PAN Gelar Rapat Konsolidasi Internal, Bahas Sikap Politik Partai

PAN Gelar Rapat Konsolidasi Internal, Bahas Sikap Politik Partai
PAN Gelar Rapat Konsolidasi Internal, Bahas Sikap Politik Partai
PAN Gelar Rapat Konsolidasi Internal, Bahas Sikap Politik Partai




GELORA.CO - Sejumlah pengurus teras Partai Amanat Nasional (PAN) dan Ketua Umum PAN Zulkifli Hasan menggelar rapat internal menyikapi langkah politik dan evaluasi hasil Pemilihan Legislatif 2019.




Sekjen PAN, Eddy Soeparno di sela rapat menuturkan, pertemuan kali ini fokus membahas langkah konsolidasi ke depan dan situasi politik terkini. Meski tak membeberkan secara detail, langkah konsolidasi untuk menentukan sikap ke depan pascapemungutan suara 17 April 2019. 




"Kita juga evaluasi kondisi politik terakhir secara umum dan membahas konsolidasi partai untuk beberapa bulan ke depan, tapi sifatnya lebih internal," kata Eddy di Jalan Daksa I, Jakarta Selatan, Sabtu 4 Mei 2019.




Eddy menuturkan, partainya juga menaruh perhatian terhadap korban ratusan petugas pemilu yang meninggal dunia.

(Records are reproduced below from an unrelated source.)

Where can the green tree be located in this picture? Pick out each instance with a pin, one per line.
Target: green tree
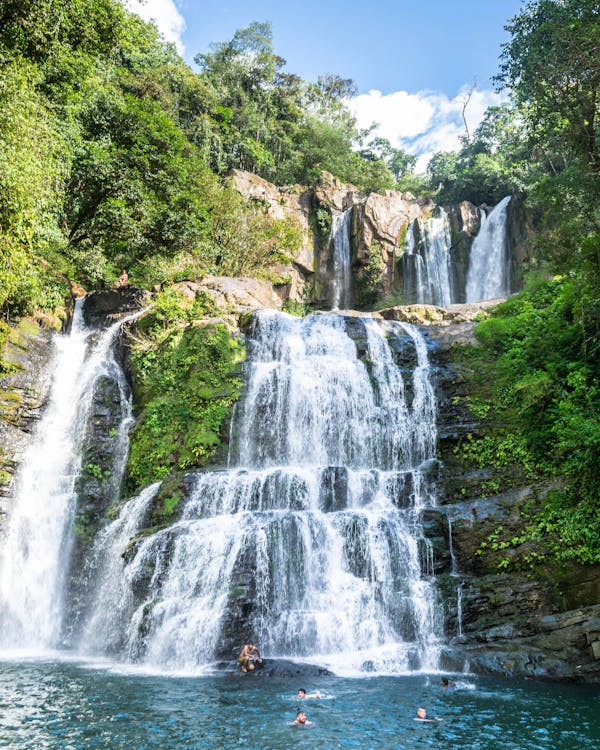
(552, 64)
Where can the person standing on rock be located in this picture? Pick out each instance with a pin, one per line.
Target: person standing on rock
(248, 655)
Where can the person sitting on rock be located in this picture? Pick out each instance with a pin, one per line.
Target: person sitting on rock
(248, 655)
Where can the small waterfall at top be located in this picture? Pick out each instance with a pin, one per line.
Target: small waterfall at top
(427, 261)
(339, 239)
(310, 541)
(489, 265)
(37, 538)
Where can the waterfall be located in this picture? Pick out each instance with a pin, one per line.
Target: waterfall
(489, 264)
(427, 262)
(339, 239)
(310, 541)
(37, 539)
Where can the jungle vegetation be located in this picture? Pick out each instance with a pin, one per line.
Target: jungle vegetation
(107, 139)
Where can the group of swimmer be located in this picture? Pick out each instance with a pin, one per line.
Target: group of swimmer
(251, 654)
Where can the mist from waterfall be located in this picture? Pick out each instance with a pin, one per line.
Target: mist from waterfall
(37, 536)
(489, 264)
(318, 514)
(340, 242)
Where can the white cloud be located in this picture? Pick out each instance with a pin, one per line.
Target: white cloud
(165, 14)
(422, 123)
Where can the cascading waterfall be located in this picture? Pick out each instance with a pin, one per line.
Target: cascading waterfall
(37, 538)
(312, 535)
(489, 264)
(341, 282)
(427, 262)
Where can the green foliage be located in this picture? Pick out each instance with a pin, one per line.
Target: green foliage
(186, 381)
(495, 162)
(368, 284)
(551, 64)
(112, 151)
(540, 410)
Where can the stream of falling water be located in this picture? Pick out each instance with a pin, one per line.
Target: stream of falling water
(37, 538)
(315, 524)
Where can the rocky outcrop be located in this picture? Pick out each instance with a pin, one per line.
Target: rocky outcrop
(232, 296)
(23, 392)
(293, 202)
(109, 305)
(503, 619)
(379, 224)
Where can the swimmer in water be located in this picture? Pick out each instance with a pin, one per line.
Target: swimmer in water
(303, 695)
(301, 719)
(422, 716)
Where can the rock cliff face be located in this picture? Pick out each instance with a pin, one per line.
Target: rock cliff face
(23, 393)
(379, 226)
(514, 622)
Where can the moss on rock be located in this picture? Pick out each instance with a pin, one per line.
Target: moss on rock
(186, 380)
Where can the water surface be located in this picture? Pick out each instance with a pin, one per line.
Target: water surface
(71, 706)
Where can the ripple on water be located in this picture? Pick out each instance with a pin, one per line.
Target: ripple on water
(54, 706)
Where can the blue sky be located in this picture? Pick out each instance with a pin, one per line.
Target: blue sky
(412, 62)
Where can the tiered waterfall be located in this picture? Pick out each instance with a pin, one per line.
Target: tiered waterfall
(310, 541)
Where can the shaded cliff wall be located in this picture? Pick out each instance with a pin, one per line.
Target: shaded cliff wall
(27, 359)
(379, 226)
(506, 610)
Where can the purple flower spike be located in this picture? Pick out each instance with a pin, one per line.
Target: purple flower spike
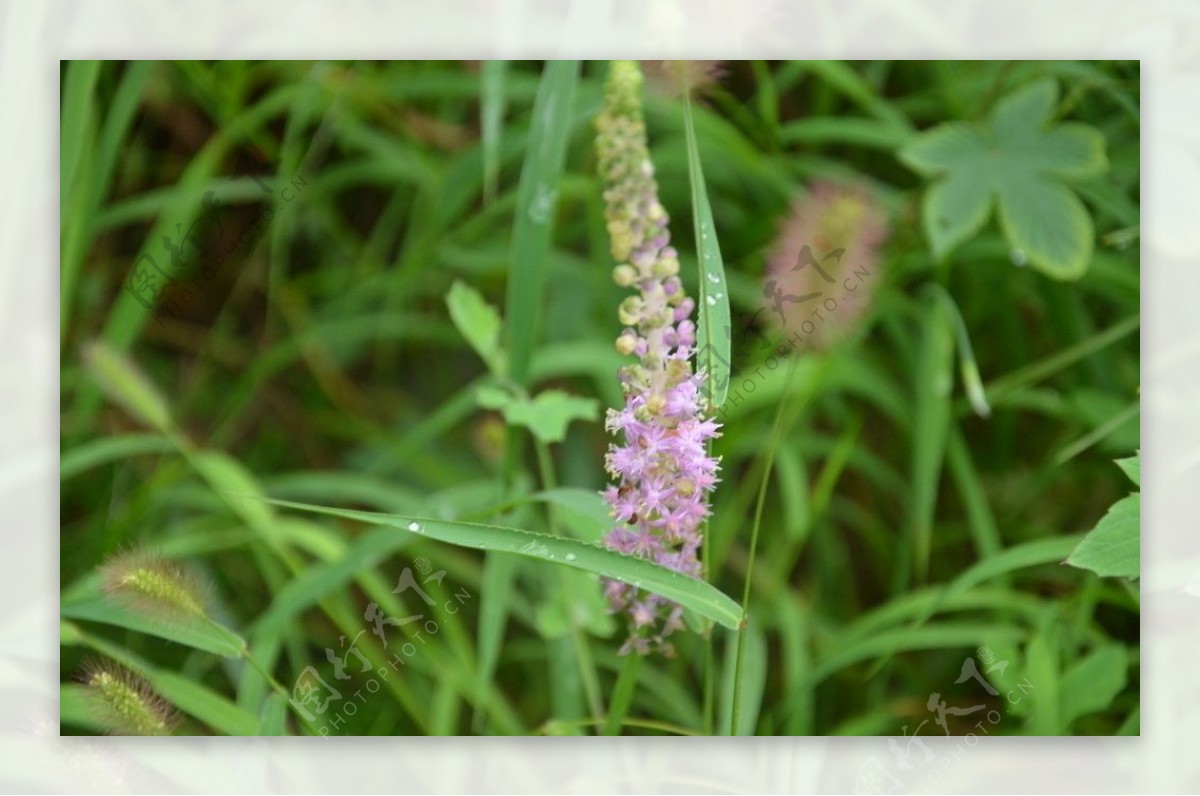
(663, 470)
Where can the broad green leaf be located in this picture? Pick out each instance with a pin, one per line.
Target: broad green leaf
(713, 330)
(1114, 546)
(196, 633)
(1092, 683)
(479, 323)
(1015, 160)
(1047, 222)
(1132, 467)
(954, 210)
(689, 592)
(537, 195)
(546, 416)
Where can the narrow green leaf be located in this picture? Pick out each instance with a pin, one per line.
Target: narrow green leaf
(273, 719)
(492, 102)
(127, 385)
(931, 420)
(78, 97)
(1132, 467)
(499, 580)
(586, 512)
(689, 592)
(76, 708)
(537, 196)
(713, 330)
(1092, 683)
(479, 323)
(622, 694)
(1043, 670)
(753, 672)
(197, 633)
(1114, 546)
(109, 449)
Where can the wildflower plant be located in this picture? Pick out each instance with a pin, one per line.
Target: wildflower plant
(664, 472)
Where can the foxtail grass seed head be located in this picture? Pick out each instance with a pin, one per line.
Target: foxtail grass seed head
(827, 249)
(663, 471)
(154, 586)
(125, 704)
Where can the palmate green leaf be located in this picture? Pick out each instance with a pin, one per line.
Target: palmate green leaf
(1017, 160)
(713, 330)
(479, 323)
(688, 592)
(1114, 546)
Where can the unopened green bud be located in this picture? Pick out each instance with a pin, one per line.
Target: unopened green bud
(630, 311)
(624, 275)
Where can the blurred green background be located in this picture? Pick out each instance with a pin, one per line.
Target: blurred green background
(305, 223)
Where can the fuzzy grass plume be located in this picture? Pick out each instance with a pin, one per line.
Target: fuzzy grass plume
(664, 472)
(154, 586)
(828, 246)
(124, 702)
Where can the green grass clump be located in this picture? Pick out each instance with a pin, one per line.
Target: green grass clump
(384, 291)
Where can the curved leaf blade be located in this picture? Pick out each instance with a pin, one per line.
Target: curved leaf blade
(689, 592)
(713, 331)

Pada waktu ke depan, sistem pemilu serentak tahun ini mesti dievaluasi. 




"Ini adalah salah satu dari sejumlah yang sedang kita diskusikan untuk kemudian kita jadikan bahan evaluasi," tuturnya.




Pada kesempatan yang sama, Wakil Ketua Umum PAN Bima Arya Sugiarto menyampaikan, selain membicarakan situasi usai pemilu, rapat turut membahas isu belakangan yang diperbincangkan di publik terkait sikap politik partai berlambang matahari tersebut. 




Awalnya, wacana reposisi PAN dari koalisi Prabowo-Sandiaga sempat terlontar dari kadernya sendiri Bara Hasibuan. Wali kota Bogor itu mengatakan, Bara pun turut hadir dalam rapat hari ini.




Di samping itu, ia memastikan, PAN tetap berada dalam koalisi Prabowo dan belum terpikirkan keluar dari koalisi itu.




Sebelumnya, baik Bima maupun Bara dalam Pemilihan Presiden 2019 menyatakan sikap yang berbeda dengan keputusan partai yakni mendukung kepada Jokowi-Ma'ruf Amin. 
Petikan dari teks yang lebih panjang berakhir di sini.